Le texte a des airs de pièce de théâtre, c’est un drama-in-progress pourrait-on dire à l’anglaise. Les effets d’annonce, les entrées et les sorties et certaines descriptions aux allures de didascalies font du roman une belle matière à représentation. C’est toute la petite scène de l’aristocratie londonienne qui s’agite et, finalement, ce roman est une autre fable du monde. Les passions y sont violentes mais bien éphémères. Qu’une femme soit libre et légère, n’est-ce pas ce qui peut lui arriver de mieux, à condition que le bon compagnon suive ses pas ?
Expiation – Mrs Fetherel a publié son premier roman. Le titre, Libre et légère, fait jaser. Mais aux dires des critiques, le contenu est loin d’être sulfureux. Pourtant son auteur se targue d’avoir fait un portrait au vitriol d’une certaine tranche de la société. « Je n’ai pas pris de gants pour traiter le sujet. J’ai appelé un chat un chat. » (p. 158) Mrs Fetherel se flatte même d’être « un auteur qui a eu l’audace de dénoncer le vide des conventions sociales. » (p. 159) Qu’est-ce donc qui passe pour une bluette dans ce roman qui se voulait si féroce ? L’oncle de Mrs Fetherel, l’évêque d’Ossining, a également des ambitions littéraires et il estime que le scandale lui apportera la reconnaissance : « ma meilleure chance pour un succès populaire serait que mon livre soit attaqué par la presse. » (p. 164) Et cet oncle bienveillant a d’autres tours dans sa manche pour aider son propre livre, quitte à nuire à celui de sa nièce.
Mais Mrs Fetherel ne cherchait pas tant le succès populaire qu’une réaction de son époux, béat d’admiration devant tous ses talents. Lassée d’être le centre de toutes les meilleures attentions de son mari, elle cherchait dans l’acte d’écriture un moyen de scandaliser son époux et de faire amende honorable. « Elle éprouvait un certain plaisir à la perspective d’une situation qui justifierait la plus sévère des expiations. » (p. 170) Même ce plaisir lui est refusé et l’auteure qui se voulait sulfureuse n’est en fait qu’une femme abonnée aux bonnes œuvres.
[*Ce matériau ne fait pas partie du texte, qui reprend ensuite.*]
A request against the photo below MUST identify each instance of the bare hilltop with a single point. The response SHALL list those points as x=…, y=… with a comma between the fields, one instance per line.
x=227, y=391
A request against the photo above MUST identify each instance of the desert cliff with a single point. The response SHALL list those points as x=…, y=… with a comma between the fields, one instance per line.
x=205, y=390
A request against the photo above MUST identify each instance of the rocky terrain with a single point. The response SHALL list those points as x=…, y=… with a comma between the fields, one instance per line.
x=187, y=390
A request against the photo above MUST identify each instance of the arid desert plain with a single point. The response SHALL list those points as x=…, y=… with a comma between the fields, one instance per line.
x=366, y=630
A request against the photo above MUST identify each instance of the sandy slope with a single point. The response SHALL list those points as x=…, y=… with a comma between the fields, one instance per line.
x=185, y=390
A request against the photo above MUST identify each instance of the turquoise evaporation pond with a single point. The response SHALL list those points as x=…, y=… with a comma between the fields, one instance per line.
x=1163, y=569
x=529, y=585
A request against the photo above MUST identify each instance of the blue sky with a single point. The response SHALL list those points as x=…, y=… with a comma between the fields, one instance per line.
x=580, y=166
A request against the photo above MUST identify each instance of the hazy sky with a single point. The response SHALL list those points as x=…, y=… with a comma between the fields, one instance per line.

J’apprécie déjà sans réserve Edith Wharton, mais quand elle cite Huysmans, elle ne peut que gagner les plus hautes places de l’estime que je porte aux meilleurs auteurs ! Pour parler spécifiquement de ce second texte, pas de doute, l’auteure s’y connaît pour manier le cynisme. C’est ici la petite bourgeoisie new-yorkaise qui est tournée en ridicule. Et plus précisément, Edith Wharton s’en prend à ceux que le désir d’écrire chatouille à un tel point qu’ils sont prêts à tout pour s’imposer au détriment des autres aspirants écrivains.
Que le titre du roman publié par Mrs Fetherel soit exactement celui du texte qui précède n’a rien d’un hasard. Edith Wharton règle ses comptes avec les critiques et consorts. Mais elle dresse également un portrait assez misérable des écrivains débutants, en particulier des femmes qui prennent la plume. La postérité et les années l’ont suffisamment prouvé : Edith Wharton avait du talent. Dommage que ses contemporains n’en aient pas tous été convaincus.